台湾各地で大雨、北部で水不足解消の兆しも南部は限定的

【社会】 2015/05/21 15:53 文字サイズ: 字級縮小 字級放大
桃園市内の石門ダム

桃園市内の石門ダム

(台北 21日 中央社)梅雨前線が停滞した影響で、台湾各地では20日から大雨や豪雨に見舞われている。

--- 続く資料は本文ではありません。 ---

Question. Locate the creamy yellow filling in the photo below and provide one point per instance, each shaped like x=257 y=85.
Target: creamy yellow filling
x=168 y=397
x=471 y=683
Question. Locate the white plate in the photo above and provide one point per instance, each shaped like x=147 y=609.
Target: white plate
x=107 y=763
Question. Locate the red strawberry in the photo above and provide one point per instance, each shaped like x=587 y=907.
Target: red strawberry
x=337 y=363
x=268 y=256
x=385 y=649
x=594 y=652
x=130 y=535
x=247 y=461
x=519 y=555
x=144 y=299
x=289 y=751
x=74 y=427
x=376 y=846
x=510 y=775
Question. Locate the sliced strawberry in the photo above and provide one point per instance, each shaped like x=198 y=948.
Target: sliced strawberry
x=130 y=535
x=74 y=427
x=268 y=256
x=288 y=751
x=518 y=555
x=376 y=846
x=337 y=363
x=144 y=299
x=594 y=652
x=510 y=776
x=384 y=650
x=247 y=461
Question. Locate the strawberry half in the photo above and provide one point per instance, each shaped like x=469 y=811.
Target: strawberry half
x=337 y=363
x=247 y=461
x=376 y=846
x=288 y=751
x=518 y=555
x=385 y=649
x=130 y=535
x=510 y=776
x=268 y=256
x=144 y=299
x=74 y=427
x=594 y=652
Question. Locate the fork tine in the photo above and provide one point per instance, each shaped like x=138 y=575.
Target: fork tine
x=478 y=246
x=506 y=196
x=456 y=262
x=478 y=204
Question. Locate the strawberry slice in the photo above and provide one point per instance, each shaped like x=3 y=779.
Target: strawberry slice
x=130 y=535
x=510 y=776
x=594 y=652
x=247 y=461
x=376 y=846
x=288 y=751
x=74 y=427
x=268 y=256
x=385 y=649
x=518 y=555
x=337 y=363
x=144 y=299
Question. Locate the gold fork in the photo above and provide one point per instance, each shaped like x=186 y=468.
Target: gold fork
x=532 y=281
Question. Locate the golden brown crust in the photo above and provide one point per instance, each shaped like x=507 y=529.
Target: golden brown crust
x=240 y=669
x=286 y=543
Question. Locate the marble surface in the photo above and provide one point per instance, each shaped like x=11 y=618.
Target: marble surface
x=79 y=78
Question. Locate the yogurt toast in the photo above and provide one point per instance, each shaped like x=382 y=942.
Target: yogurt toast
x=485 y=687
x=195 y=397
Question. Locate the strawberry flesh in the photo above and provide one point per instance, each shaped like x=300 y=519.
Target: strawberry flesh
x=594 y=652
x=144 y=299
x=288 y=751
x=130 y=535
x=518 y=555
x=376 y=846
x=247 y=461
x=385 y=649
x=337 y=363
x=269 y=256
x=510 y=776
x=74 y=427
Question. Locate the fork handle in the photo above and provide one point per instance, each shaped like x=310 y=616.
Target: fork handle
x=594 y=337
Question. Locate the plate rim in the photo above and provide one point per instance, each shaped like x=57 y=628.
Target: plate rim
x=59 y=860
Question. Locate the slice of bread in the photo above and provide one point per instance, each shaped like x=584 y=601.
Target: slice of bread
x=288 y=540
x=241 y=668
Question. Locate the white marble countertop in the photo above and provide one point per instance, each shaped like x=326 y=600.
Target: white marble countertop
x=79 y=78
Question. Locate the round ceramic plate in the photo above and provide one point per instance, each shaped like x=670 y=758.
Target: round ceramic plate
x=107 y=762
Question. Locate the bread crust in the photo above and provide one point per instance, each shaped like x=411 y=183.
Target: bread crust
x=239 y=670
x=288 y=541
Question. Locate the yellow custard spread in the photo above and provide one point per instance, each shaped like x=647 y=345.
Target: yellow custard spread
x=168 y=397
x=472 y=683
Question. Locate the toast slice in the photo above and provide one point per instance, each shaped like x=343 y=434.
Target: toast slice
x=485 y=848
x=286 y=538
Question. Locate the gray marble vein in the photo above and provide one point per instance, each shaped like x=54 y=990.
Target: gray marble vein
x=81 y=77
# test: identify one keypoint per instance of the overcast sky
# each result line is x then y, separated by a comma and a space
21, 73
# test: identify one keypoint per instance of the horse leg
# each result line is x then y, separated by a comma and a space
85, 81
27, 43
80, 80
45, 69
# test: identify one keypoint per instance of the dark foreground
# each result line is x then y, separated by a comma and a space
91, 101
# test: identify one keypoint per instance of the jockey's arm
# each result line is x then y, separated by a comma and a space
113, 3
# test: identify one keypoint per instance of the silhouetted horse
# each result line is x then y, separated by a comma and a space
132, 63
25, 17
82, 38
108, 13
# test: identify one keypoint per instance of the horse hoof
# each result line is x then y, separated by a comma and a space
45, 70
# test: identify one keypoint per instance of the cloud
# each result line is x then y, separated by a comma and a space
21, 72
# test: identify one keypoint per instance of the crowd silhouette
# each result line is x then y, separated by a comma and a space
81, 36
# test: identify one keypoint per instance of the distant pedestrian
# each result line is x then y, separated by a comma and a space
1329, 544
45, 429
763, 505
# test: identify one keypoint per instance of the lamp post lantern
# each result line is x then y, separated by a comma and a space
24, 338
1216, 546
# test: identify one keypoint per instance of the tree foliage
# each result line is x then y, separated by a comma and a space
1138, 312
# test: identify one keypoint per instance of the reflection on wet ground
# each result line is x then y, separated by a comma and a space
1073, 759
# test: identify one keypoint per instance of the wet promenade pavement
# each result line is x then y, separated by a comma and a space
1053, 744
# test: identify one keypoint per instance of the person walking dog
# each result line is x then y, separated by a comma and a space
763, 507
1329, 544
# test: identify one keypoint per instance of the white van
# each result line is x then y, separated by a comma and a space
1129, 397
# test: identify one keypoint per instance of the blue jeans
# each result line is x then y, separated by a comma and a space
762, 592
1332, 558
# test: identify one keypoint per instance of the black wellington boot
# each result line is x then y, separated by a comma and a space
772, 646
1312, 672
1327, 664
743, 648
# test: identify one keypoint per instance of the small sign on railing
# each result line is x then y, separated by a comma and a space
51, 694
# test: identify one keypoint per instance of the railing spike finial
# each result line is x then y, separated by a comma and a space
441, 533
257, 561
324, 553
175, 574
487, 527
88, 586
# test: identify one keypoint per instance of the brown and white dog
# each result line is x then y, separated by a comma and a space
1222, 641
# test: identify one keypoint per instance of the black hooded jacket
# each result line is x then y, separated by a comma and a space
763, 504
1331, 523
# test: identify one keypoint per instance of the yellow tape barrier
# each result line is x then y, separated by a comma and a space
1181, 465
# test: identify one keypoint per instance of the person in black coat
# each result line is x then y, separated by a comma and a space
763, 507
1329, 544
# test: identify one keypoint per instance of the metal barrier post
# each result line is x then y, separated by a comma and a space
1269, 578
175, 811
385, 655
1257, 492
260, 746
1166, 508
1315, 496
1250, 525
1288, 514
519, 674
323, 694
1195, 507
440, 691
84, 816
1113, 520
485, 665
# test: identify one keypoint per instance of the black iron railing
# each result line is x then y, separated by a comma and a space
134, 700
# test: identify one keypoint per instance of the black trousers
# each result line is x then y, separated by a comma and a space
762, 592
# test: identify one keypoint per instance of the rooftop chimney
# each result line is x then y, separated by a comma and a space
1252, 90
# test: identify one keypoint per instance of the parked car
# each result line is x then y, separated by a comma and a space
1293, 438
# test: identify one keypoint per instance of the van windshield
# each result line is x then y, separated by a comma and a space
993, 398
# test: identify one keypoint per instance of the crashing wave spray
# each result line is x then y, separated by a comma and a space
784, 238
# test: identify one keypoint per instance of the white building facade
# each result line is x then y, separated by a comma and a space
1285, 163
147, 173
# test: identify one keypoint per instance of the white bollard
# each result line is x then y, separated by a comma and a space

昨秋からの少雨で水不足となっていた地域では恵みの雨となり、北部を中心にダムの貯水量が大幅に増加したが、南部の渇水状態は依然深刻で、給水制限解除の見通しは立っていない。

経済部水利署の統計では、石門ダム(桃園市)、永和山ダム(苗栗県)、徳基ダム(台中市)など台中以北にある大部分のダム周辺では20日だけで50ミリ以上の雨が降った。特に鯉魚潭ダム(苗栗県)周辺の雨量は130ミリに達し、貯水量が増加した。

水利署の関係者は、桃園市の全域や新北市の一部などで実施されている給水制限について「制限の必要がなくなれば、すぐにでも解除したい」としている。

一方で、南投県以南のダム周辺では降水量が少なく、貯水量の改善にはつながっていない。21日は中南部にも大雨や豪雨の可能性があるものの、実際にどれだけの水がダムに流入するかは未知数だ。